I’ve bumped into this problem with almost every client who sells to other businesses (B2B) not to consumers (B2C).
We use Google Ads to find leads for what they sell - things like industrial machinery, hotel linen or software training.
Some of the enquiries come from individuals not businesses:-
A person after 2 towels for their bathroom not 200 for their hotel.
Someone wanting a dust extractor for their woodworking hobby rather than a factory-sized unit.
People wanting to attend an Excel course rather than a business wanting training for 20 staff.
Some clients get particularly crabby about these type of enquiries. Over the years I've tried filtering them out at different places in the search -> sales lead process.
The process goes like this: -
Here's how you can reduce the number of B2C enquiries at each step.
Step 1. Someone searches Google and sees your ad.
Only use keywords that show the search is for a B2B type enquiry. For my linen client we have keywords like bulk hotel linen, hotel linen suppliers and catering linen suppliers. For industrial woodworking machinery the keywords have words like factory, heavy duty, commercial and industrial in them.
Add negative keywords that say B2C enquiry. Words like home, diy, hobby and all the consumer brands in the field.
Schedule the ads to show during working hours only.
Use device bid adjustments to show ads on computers, not on mobile phones or tablets.
Use demographic bid adjustments to exclude old people 65+ from seeing your ads.
Step 2. They click on your ad and land on your website.
Use ad copy to emphasise that you deal with B2B customers only.
Step 3. They read your website and fill in the enquiry form.
Use the copy on the landing page to tell people that you are a B2B business. Use phrases like We don’t supply to the general public. Wholesale and trade customers only. Minimum order size applies.
Step 4. You respond.
You can ignore enquiries that obviously don’t meet your criteria.
I added a ‘Reject’ button to the lead delivery email. (Screenshot below.)
If my client clicks the button it sends a polite "Sorry we can’t help you" email to the person who enquired. It takes 2 seconds and the enquiry is out of your hair.
You could do the same with a copy paste reply or a template in your email system.
They reduce B2C leads but they don't stop them. A guy doing woodwork in his garage searches for an industrial bandsaw. People skip over ad copy.

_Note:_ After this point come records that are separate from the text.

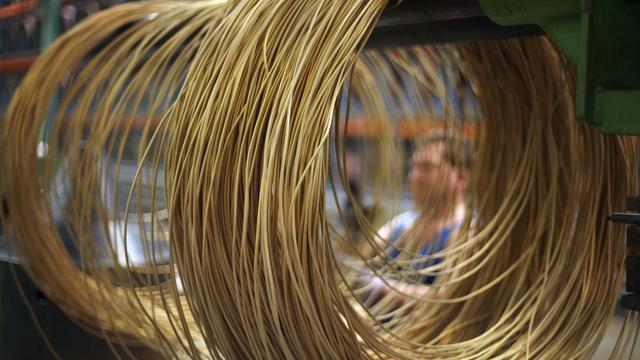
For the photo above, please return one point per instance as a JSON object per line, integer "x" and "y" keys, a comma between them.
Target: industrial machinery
{"x": 598, "y": 36}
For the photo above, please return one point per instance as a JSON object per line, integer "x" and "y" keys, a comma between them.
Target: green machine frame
{"x": 602, "y": 38}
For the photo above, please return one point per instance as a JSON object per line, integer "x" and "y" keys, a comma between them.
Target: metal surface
{"x": 421, "y": 11}
{"x": 600, "y": 38}
{"x": 420, "y": 22}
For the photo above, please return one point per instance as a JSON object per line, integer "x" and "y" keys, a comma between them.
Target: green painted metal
{"x": 601, "y": 38}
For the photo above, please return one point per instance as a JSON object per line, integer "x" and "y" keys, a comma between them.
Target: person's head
{"x": 438, "y": 169}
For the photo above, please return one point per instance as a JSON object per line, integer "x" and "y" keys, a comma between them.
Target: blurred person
{"x": 436, "y": 183}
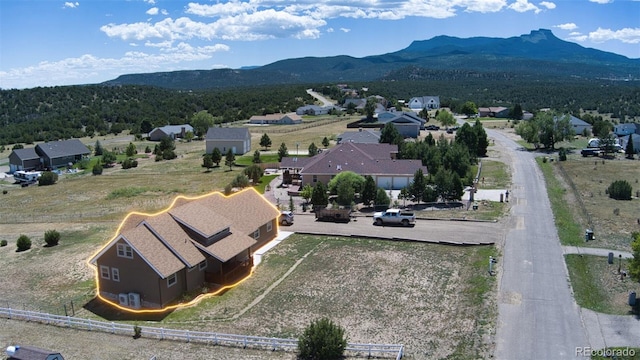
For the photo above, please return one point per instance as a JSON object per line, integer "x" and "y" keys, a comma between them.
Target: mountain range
{"x": 538, "y": 55}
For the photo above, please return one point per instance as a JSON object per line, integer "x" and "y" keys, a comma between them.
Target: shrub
{"x": 322, "y": 339}
{"x": 52, "y": 237}
{"x": 562, "y": 155}
{"x": 23, "y": 243}
{"x": 129, "y": 163}
{"x": 620, "y": 190}
{"x": 97, "y": 169}
{"x": 48, "y": 178}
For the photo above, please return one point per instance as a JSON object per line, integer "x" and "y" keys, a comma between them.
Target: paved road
{"x": 538, "y": 317}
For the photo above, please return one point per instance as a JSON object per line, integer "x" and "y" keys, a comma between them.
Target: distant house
{"x": 31, "y": 353}
{"x": 635, "y": 138}
{"x": 366, "y": 136}
{"x": 493, "y": 111}
{"x": 276, "y": 119}
{"x": 377, "y": 160}
{"x": 424, "y": 102}
{"x": 236, "y": 139}
{"x": 210, "y": 240}
{"x": 314, "y": 110}
{"x": 172, "y": 131}
{"x": 49, "y": 155}
{"x": 24, "y": 159}
{"x": 626, "y": 129}
{"x": 579, "y": 126}
{"x": 55, "y": 154}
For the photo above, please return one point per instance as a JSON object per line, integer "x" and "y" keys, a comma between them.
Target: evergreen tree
{"x": 265, "y": 141}
{"x": 369, "y": 189}
{"x": 229, "y": 159}
{"x": 319, "y": 197}
{"x": 98, "y": 149}
{"x": 629, "y": 149}
{"x": 282, "y": 152}
{"x": 256, "y": 157}
{"x": 313, "y": 149}
{"x": 216, "y": 156}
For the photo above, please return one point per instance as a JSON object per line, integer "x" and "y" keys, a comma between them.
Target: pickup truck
{"x": 394, "y": 217}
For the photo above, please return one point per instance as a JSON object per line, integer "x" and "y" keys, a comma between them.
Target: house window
{"x": 124, "y": 250}
{"x": 115, "y": 274}
{"x": 104, "y": 272}
{"x": 172, "y": 280}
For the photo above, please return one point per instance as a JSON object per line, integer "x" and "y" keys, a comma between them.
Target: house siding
{"x": 135, "y": 275}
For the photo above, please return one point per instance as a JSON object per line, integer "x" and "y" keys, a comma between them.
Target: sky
{"x": 51, "y": 43}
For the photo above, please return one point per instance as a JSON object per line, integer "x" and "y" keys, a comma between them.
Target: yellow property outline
{"x": 198, "y": 298}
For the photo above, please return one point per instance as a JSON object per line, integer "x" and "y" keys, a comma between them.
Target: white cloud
{"x": 548, "y": 5}
{"x": 524, "y": 6}
{"x": 88, "y": 68}
{"x": 626, "y": 35}
{"x": 567, "y": 26}
{"x": 71, "y": 5}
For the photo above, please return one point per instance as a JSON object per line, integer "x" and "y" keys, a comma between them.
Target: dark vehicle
{"x": 590, "y": 152}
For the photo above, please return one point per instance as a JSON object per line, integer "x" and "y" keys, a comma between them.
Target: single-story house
{"x": 314, "y": 110}
{"x": 55, "y": 154}
{"x": 236, "y": 139}
{"x": 493, "y": 111}
{"x": 24, "y": 159}
{"x": 579, "y": 126}
{"x": 626, "y": 129}
{"x": 377, "y": 160}
{"x": 155, "y": 259}
{"x": 276, "y": 119}
{"x": 172, "y": 131}
{"x": 19, "y": 352}
{"x": 368, "y": 136}
{"x": 635, "y": 138}
{"x": 49, "y": 155}
{"x": 424, "y": 102}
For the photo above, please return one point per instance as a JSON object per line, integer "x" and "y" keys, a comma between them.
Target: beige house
{"x": 155, "y": 259}
{"x": 236, "y": 139}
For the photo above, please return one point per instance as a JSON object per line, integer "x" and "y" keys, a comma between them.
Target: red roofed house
{"x": 377, "y": 160}
{"x": 155, "y": 259}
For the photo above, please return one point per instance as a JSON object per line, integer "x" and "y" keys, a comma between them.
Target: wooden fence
{"x": 210, "y": 338}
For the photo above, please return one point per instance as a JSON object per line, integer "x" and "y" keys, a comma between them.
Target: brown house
{"x": 155, "y": 259}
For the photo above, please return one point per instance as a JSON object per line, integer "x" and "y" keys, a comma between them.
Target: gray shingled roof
{"x": 26, "y": 154}
{"x": 219, "y": 133}
{"x": 58, "y": 149}
{"x": 364, "y": 159}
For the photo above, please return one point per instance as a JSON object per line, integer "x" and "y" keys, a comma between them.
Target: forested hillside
{"x": 42, "y": 114}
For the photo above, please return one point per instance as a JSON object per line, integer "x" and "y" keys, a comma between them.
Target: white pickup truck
{"x": 394, "y": 217}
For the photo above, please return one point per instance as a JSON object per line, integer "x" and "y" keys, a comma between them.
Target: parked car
{"x": 286, "y": 218}
{"x": 394, "y": 217}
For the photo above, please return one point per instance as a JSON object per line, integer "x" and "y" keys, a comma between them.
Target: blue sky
{"x": 48, "y": 42}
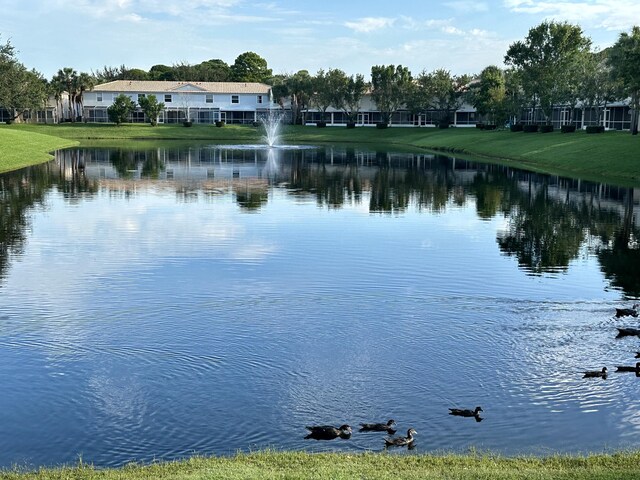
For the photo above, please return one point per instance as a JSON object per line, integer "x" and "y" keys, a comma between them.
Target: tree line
{"x": 554, "y": 65}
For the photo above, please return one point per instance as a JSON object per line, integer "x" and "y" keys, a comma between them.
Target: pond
{"x": 164, "y": 302}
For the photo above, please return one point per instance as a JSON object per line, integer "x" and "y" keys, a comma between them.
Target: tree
{"x": 67, "y": 79}
{"x": 439, "y": 90}
{"x": 151, "y": 108}
{"x": 624, "y": 59}
{"x": 514, "y": 95}
{"x": 84, "y": 82}
{"x": 327, "y": 88}
{"x": 21, "y": 89}
{"x": 352, "y": 92}
{"x": 597, "y": 87}
{"x": 162, "y": 72}
{"x": 547, "y": 61}
{"x": 391, "y": 87}
{"x": 490, "y": 93}
{"x": 214, "y": 70}
{"x": 250, "y": 67}
{"x": 299, "y": 87}
{"x": 121, "y": 108}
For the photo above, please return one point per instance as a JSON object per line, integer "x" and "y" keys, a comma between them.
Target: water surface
{"x": 160, "y": 303}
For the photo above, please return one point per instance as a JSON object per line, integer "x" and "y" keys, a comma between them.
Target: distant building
{"x": 198, "y": 102}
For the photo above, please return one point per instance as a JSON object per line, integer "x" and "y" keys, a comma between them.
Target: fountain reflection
{"x": 548, "y": 221}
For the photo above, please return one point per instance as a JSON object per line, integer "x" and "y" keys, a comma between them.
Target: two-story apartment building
{"x": 199, "y": 102}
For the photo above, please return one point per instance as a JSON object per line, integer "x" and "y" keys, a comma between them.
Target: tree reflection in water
{"x": 548, "y": 220}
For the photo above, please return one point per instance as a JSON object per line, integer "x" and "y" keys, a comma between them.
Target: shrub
{"x": 121, "y": 109}
{"x": 151, "y": 108}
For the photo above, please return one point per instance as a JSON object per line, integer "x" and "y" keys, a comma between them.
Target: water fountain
{"x": 271, "y": 124}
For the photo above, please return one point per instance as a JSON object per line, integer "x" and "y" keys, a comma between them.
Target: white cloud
{"x": 369, "y": 24}
{"x": 607, "y": 14}
{"x": 468, "y": 6}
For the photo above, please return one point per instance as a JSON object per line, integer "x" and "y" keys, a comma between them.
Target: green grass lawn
{"x": 300, "y": 466}
{"x": 19, "y": 148}
{"x": 613, "y": 156}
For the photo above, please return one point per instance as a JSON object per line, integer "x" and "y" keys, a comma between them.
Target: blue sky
{"x": 462, "y": 36}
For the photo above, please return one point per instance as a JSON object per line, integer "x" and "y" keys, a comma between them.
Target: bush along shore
{"x": 612, "y": 157}
{"x": 301, "y": 465}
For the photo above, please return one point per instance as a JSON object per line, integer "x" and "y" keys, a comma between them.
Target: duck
{"x": 628, "y": 312}
{"x": 625, "y": 368}
{"x": 379, "y": 427}
{"x": 626, "y": 331}
{"x": 596, "y": 373}
{"x": 465, "y": 412}
{"x": 328, "y": 432}
{"x": 401, "y": 441}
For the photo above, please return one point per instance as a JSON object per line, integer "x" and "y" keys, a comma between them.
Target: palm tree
{"x": 56, "y": 89}
{"x": 83, "y": 82}
{"x": 67, "y": 77}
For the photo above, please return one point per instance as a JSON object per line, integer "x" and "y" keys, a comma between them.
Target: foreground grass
{"x": 612, "y": 156}
{"x": 299, "y": 465}
{"x": 20, "y": 149}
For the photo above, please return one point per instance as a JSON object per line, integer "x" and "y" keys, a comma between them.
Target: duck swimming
{"x": 596, "y": 373}
{"x": 328, "y": 432}
{"x": 627, "y": 331}
{"x": 465, "y": 413}
{"x": 628, "y": 312}
{"x": 401, "y": 441}
{"x": 624, "y": 368}
{"x": 379, "y": 427}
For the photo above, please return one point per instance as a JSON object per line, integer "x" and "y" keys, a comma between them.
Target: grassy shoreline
{"x": 300, "y": 465}
{"x": 612, "y": 157}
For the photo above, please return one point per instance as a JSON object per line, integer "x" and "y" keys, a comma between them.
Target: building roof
{"x": 122, "y": 86}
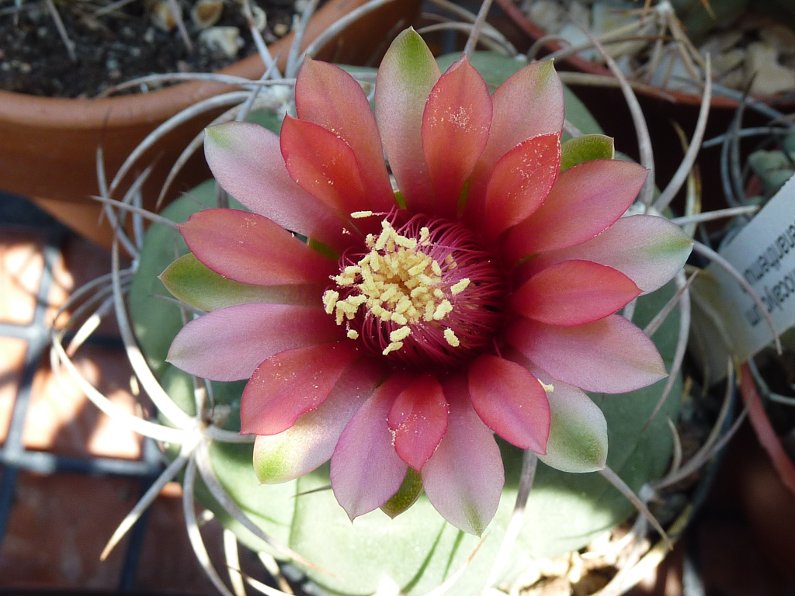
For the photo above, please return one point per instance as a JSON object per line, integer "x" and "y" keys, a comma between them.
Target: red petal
{"x": 574, "y": 293}
{"x": 455, "y": 128}
{"x": 251, "y": 249}
{"x": 323, "y": 165}
{"x": 520, "y": 182}
{"x": 419, "y": 419}
{"x": 585, "y": 200}
{"x": 290, "y": 384}
{"x": 528, "y": 104}
{"x": 310, "y": 442}
{"x": 348, "y": 116}
{"x": 365, "y": 470}
{"x": 609, "y": 355}
{"x": 511, "y": 401}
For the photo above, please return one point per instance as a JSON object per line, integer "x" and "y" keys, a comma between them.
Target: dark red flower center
{"x": 423, "y": 292}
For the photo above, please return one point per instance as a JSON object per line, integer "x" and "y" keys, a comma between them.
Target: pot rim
{"x": 154, "y": 106}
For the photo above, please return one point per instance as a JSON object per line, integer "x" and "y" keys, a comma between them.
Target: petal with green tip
{"x": 366, "y": 471}
{"x": 648, "y": 249}
{"x": 455, "y": 129}
{"x": 252, "y": 249}
{"x": 311, "y": 440}
{"x": 228, "y": 344}
{"x": 347, "y": 115}
{"x": 465, "y": 476}
{"x": 406, "y": 496}
{"x": 578, "y": 432}
{"x": 193, "y": 283}
{"x": 405, "y": 78}
{"x": 246, "y": 161}
{"x": 609, "y": 355}
{"x": 526, "y": 105}
{"x": 585, "y": 148}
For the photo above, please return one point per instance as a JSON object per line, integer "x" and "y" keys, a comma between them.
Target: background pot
{"x": 49, "y": 145}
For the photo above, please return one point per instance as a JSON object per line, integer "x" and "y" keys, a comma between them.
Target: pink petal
{"x": 578, "y": 436}
{"x": 228, "y": 344}
{"x": 464, "y": 478}
{"x": 520, "y": 182}
{"x": 574, "y": 293}
{"x": 251, "y": 249}
{"x": 455, "y": 128}
{"x": 348, "y": 116}
{"x": 511, "y": 401}
{"x": 419, "y": 419}
{"x": 323, "y": 165}
{"x": 290, "y": 384}
{"x": 609, "y": 355}
{"x": 405, "y": 78}
{"x": 646, "y": 248}
{"x": 528, "y": 104}
{"x": 365, "y": 470}
{"x": 311, "y": 440}
{"x": 585, "y": 200}
{"x": 246, "y": 160}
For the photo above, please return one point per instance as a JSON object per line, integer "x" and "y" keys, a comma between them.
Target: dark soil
{"x": 115, "y": 47}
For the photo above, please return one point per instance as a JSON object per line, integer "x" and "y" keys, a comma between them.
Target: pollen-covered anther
{"x": 451, "y": 338}
{"x": 395, "y": 281}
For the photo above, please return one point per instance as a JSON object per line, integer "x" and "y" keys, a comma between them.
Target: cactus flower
{"x": 394, "y": 325}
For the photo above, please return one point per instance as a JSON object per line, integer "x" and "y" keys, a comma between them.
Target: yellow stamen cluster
{"x": 396, "y": 282}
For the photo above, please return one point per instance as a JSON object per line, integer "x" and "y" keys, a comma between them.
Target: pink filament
{"x": 477, "y": 310}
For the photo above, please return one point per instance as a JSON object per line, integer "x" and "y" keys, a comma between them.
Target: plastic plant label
{"x": 764, "y": 254}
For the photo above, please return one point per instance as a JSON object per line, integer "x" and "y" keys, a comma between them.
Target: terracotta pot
{"x": 49, "y": 145}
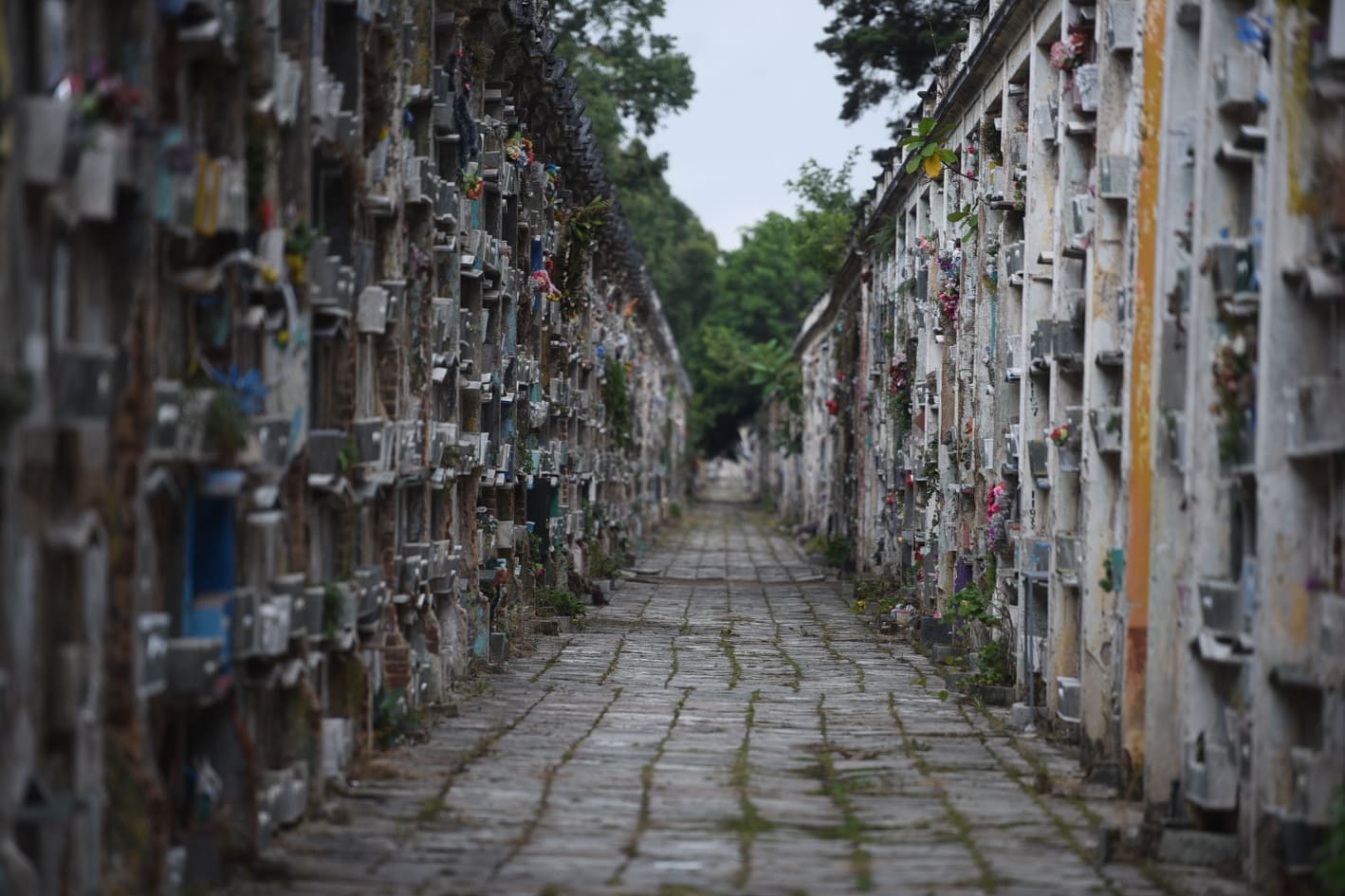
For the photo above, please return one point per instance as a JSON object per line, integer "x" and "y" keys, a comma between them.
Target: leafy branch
{"x": 926, "y": 144}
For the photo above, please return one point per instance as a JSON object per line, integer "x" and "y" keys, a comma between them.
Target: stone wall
{"x": 1095, "y": 353}
{"x": 307, "y": 385}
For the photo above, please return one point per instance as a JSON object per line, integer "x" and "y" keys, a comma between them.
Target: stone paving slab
{"x": 727, "y": 725}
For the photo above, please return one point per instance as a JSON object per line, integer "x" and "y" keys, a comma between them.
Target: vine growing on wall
{"x": 580, "y": 230}
{"x": 617, "y": 400}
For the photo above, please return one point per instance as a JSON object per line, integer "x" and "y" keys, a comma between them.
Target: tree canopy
{"x": 884, "y": 48}
{"x": 765, "y": 288}
{"x": 734, "y": 314}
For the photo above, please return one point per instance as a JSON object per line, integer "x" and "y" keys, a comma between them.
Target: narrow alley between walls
{"x": 727, "y": 725}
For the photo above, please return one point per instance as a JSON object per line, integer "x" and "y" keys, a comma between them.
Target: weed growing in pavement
{"x": 559, "y": 601}
{"x": 749, "y": 822}
{"x": 642, "y": 822}
{"x": 727, "y": 646}
{"x": 544, "y": 803}
{"x": 838, "y": 790}
{"x": 674, "y": 667}
{"x": 617, "y": 658}
{"x": 478, "y": 750}
{"x": 550, "y": 662}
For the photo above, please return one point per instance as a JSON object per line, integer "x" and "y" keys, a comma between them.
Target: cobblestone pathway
{"x": 726, "y": 726}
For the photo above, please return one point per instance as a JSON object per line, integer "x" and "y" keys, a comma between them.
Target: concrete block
{"x": 1021, "y": 716}
{"x": 1197, "y": 848}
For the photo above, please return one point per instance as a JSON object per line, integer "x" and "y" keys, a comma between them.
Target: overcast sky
{"x": 765, "y": 101}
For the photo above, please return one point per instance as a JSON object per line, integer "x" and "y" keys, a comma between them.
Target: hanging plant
{"x": 617, "y": 401}
{"x": 518, "y": 150}
{"x": 580, "y": 230}
{"x": 926, "y": 147}
{"x": 471, "y": 180}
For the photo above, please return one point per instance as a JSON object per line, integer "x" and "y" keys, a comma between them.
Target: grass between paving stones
{"x": 550, "y": 662}
{"x": 544, "y": 803}
{"x": 642, "y": 822}
{"x": 727, "y": 646}
{"x": 779, "y": 645}
{"x": 961, "y": 825}
{"x": 1035, "y": 793}
{"x": 826, "y": 642}
{"x": 675, "y": 667}
{"x": 432, "y": 806}
{"x": 749, "y": 821}
{"x": 686, "y": 615}
{"x": 838, "y": 790}
{"x": 617, "y": 659}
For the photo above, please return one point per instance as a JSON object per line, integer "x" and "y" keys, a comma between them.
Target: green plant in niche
{"x": 967, "y": 217}
{"x": 580, "y": 230}
{"x": 226, "y": 424}
{"x": 924, "y": 143}
{"x": 602, "y": 565}
{"x": 332, "y": 606}
{"x": 617, "y": 400}
{"x": 837, "y": 551}
{"x": 347, "y": 456}
{"x": 1110, "y": 575}
{"x": 393, "y": 722}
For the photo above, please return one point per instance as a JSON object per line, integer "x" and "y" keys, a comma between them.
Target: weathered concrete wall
{"x": 307, "y": 385}
{"x": 1083, "y": 401}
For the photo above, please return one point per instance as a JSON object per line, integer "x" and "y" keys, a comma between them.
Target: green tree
{"x": 630, "y": 76}
{"x": 681, "y": 253}
{"x": 765, "y": 288}
{"x": 882, "y": 48}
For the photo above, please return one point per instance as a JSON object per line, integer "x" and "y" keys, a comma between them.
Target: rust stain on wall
{"x": 1141, "y": 391}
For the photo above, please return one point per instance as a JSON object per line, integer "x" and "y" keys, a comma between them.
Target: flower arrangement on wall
{"x": 949, "y": 296}
{"x": 1235, "y": 392}
{"x": 1071, "y": 53}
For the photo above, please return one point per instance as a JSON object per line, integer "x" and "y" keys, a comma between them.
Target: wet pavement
{"x": 727, "y": 725}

People ignore the words on the site and fill in the form anyway.
And worse, they get rid of good B2B leads.
A maintenance manager doesn't think of their dust extraction system as the industrial dust extraction system. It's just the the dust extraction system. They'll search like that too. If you only use keywords that include things like bulk, industrial etc B2B prospects who don’t use include those words in their search will never see your ads.
Showing ads during business hours means you never meet people working late or shifts.
Showing ads only on computers means that you lose the maintenance engineer standing next to a broken bottle-filling machine Googling for a spare part on his iPad.
If you make your ad copy hostile to B2C searches they won't click your ads - exactly what you intended. But, if this lowers your CTR too much your ads will show less and cost more.
If you wait to filter at the landing page you've already wasted the cost of the click.
And, if you dump all enquiries that aren’t obviously a good fit you could miss out on some great business.
I may have told about the 8-word Google Ads enquiry that lead to a multi-million deal for one of my clients? The enquiry read - "I’m looking for a water jet cutting machine". It didn’t look like a B2B prospect because it had an @gmail address and not much detail.
Every instinct suggested that this was going to be fruitless. But my client called back and spoke to a sparky young engineer from a neighbouring country. He had been tasked to find a water jet cutting machine for the mine he worked at.
That eight-word email turned into my client's biggest sale in five years. The mine bought a second machine some months later. That relationship is still worth significant money from the sale of spares, consumables and training.
If you don't want the downside that comes with trying to filter out B2C leads you might have to accept them as a cost of using Google Ads.
If you’re selling big industrial kit the value of a sale is often high enough to cover lots of ad spend. It’s better to waste some money on B2C clicks than it is to lose out on the good leads that you’d never get if tried to filter out the B2C enquiries.